After more investigation, it turns out that the OS was indeed installed in legacy BIOS mode, which is why it wasn't being found in the BIOS as a bootable device. I enabled legacy mode in the BIOS to see what would happen, and, unfortunately, I just got a black screen on boot, so something wasn't quite right there.
I wanted to give just converting it from BIOS to UEFI a try. Even though you sometimes can't transplant a drive from one computer to another as Nmath says in the comments, I've done this myself several times and never with any major issues beyond proprietary hardware drivers, which can simply be installed, so I decided to do it again. This was also much simpler than doing a fresh install.
This was my process:
- Boot a Live USB with Ubuntu (and make sure it's in UEFI mode, which it obviously will be if the BIOS has legacy mode disabled).

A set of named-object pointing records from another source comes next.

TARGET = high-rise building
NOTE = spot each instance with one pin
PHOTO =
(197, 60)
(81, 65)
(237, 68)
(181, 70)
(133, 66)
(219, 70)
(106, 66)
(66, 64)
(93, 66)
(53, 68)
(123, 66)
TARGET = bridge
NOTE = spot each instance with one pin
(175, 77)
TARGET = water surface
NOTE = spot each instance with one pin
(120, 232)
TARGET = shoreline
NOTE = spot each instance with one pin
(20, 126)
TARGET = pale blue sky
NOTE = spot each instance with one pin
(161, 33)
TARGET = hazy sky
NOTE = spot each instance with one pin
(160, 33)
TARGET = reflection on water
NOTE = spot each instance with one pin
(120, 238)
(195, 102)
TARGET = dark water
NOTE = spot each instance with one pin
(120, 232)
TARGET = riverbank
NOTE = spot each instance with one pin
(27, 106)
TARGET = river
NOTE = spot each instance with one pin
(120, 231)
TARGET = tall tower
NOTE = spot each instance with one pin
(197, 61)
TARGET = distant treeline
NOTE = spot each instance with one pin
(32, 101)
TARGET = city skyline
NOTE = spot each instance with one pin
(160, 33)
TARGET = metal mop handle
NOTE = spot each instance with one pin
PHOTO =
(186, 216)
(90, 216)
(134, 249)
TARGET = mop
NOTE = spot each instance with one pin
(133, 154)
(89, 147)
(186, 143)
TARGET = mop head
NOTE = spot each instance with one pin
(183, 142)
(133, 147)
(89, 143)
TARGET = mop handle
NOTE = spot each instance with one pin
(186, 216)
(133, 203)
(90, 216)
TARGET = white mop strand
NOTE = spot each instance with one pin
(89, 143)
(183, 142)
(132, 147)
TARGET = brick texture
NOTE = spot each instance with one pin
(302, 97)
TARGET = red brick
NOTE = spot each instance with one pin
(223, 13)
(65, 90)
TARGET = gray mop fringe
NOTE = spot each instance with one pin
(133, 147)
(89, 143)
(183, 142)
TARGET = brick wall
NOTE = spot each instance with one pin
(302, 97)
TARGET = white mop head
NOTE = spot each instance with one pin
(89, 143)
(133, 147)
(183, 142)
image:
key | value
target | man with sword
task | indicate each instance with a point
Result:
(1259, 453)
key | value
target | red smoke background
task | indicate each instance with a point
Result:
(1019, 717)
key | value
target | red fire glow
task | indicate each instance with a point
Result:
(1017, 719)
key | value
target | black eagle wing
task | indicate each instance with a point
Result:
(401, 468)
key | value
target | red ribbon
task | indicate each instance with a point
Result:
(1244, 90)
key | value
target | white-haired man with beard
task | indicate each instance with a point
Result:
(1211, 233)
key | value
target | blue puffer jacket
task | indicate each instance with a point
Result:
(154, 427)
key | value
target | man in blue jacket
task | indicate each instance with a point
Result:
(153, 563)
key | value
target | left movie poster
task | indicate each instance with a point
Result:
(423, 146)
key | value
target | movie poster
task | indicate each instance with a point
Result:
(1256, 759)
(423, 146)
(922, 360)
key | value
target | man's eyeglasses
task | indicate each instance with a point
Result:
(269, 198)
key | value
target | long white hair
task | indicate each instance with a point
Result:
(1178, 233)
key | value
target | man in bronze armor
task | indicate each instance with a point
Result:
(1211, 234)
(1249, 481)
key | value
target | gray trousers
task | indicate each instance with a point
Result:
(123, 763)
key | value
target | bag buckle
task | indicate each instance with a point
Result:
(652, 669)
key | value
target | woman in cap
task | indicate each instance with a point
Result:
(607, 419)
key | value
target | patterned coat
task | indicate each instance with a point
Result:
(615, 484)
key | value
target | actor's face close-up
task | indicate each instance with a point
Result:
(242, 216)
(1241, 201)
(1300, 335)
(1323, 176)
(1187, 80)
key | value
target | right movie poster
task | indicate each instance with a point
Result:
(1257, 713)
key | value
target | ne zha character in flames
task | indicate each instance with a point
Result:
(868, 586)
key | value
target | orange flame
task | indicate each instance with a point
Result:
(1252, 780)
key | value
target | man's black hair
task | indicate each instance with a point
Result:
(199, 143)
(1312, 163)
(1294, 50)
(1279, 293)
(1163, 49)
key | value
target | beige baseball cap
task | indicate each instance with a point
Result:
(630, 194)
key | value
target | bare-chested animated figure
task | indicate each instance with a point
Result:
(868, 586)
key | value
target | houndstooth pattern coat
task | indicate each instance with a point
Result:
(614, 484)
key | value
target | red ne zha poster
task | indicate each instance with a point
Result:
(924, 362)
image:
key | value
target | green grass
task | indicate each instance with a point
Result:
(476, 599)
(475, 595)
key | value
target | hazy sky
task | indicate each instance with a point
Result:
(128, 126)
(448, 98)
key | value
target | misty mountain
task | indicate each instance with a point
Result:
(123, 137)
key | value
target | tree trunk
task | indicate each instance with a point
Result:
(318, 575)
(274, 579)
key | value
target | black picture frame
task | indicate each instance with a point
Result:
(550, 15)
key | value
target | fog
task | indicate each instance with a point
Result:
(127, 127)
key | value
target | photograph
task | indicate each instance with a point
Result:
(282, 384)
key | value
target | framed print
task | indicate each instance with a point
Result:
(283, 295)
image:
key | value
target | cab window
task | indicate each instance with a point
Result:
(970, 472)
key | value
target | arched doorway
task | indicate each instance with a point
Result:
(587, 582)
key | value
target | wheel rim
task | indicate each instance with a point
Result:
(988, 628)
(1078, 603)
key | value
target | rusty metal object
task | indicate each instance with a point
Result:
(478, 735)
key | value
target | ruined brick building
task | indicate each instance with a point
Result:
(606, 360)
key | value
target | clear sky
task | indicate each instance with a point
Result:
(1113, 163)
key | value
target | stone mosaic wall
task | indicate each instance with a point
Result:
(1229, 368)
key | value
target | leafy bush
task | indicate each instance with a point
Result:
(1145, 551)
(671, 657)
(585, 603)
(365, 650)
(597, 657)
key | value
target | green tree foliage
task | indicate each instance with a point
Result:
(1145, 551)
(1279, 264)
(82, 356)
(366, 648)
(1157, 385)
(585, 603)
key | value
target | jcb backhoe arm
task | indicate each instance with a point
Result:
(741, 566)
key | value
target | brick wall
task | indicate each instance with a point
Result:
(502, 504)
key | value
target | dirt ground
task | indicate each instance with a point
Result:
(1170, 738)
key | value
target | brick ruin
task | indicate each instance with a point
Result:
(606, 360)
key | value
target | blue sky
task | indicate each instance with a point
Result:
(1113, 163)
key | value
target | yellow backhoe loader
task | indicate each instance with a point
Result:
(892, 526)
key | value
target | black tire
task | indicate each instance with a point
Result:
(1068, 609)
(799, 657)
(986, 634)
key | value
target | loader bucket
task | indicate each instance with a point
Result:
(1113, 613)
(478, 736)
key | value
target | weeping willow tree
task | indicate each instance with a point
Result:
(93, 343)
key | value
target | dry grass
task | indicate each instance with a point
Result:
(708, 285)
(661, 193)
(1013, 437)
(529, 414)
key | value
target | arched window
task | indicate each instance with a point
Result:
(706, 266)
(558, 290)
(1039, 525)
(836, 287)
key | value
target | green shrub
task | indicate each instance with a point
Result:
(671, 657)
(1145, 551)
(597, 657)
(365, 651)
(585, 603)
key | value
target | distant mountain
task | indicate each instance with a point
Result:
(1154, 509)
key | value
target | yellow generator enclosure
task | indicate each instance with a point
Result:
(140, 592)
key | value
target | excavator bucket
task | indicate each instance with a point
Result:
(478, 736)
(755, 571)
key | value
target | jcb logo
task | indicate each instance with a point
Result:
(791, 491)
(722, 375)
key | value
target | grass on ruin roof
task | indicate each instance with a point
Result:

- Backup my partition table with
sfdisk -d /dev/nvme0n1 > mbr-backup.txt
in case something goes wrong.
- Convert the partition from MBR to GPT with
gdisk /dev/nvme0n1
, then w
to write the new partition table.
- With GParted, resize the first partition to leave 550 MB before it and add a new FAT32 partition to the beginning and add the EFI and BOOT flags to it.
- Run
boot-repair
and do the default repair following all prompts.
Fortunately, Ubuntu does a great job of detecting hardware changes. I took the drive from a computer with an Nvidia graphics card installed and put it into another with Intel graphics and everything just works out of the box.